On November 3, 1993, Clear Channel Television entered into a local marketing agreement with RDS Broadcasting – which had relaunched channel 41 in May 1991, after completing its purchase of the dormant license—to provide programming, advertising and other administrative services for KTFO, which would subsequently move that station's operations from its existing studio facilities on Garnett Avenue in southeast Tulsa into the Fox Plaza facility. Both KOKI and KTFO pooled programming inventories, with the latter acquiring additional talk and reality shows as well as more recent first-run and off-network sitcoms and drama series to complement channel 23's offerings. As was the trend for many Fox affiliates, channel 23 gradually shifted the focus of its syndication inventory away from classic sitcoms and syndicated children's programs during the latter half of the 1990s, becoming increasingly reliant on talk, reality and court shows to fill portions of its daytime schedule; more recent sitcoms were added to occupy early-evening and late night timeslots. The station continued to run Fox Kids programming on weekdays until its afternoon block was discontinued in December 2001, at which time, it replaced the children's programs on weekday mid-afternoons with additional talk shows and game shows; it retained the remaining Saturday morning children's lineup.
On December 15, 1999, four months after the FCC began permitting any commercial broadcasting firm the ability to legally own two commercial television stations within the same media market, Clear Channel announced it would acquire the KTFO license outright as part of a four-station deal with the San Antonio-based Mercury Broadcasting Company worth $11.663 million. The sale was approved by the FCC on March 9, 2000; following consummation of the transaction that May, KOKI and KTFO became the first legal broadcast television duopoly in the Tulsa market. In January 2002, Clear Channel relocated the operations of KOKI and KTFO from Fox Plaza into a studio complex located at 2625 South Memorial Drive.
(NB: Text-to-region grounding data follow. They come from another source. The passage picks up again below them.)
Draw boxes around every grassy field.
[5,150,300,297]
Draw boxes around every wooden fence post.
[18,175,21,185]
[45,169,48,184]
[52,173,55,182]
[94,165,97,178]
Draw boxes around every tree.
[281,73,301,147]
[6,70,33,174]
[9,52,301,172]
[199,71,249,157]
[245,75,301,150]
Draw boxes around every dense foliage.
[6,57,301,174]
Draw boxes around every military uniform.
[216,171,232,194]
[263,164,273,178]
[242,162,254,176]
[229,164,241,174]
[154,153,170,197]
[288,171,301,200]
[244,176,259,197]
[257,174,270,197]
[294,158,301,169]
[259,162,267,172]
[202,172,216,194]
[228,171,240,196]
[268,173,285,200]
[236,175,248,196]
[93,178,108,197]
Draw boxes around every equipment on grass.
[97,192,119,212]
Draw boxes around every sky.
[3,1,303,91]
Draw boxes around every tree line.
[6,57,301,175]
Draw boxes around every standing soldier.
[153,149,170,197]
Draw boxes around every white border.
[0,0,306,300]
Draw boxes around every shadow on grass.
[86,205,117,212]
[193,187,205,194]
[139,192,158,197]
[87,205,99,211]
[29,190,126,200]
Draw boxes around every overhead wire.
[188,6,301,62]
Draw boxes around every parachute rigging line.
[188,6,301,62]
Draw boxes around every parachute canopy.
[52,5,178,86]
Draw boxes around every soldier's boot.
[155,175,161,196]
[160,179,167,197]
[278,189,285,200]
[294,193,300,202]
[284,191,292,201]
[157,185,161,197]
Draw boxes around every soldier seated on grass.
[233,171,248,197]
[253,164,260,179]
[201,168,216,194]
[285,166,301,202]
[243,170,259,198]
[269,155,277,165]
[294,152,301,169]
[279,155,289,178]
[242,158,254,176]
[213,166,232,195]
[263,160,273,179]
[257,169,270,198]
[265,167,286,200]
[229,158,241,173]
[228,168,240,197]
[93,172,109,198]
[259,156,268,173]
The building—which was originally constructed in 1962 for an expansion of the Oertle's Family Discount Store and later rented out to house a Burlington Coat Factory location—was purchased to allow the operations of the two television stations and Clear Channel's five Tulsa radio properties to be housed under a single facility as well as to allow KOKI/KTFO to commence digital television transmissions and news operations.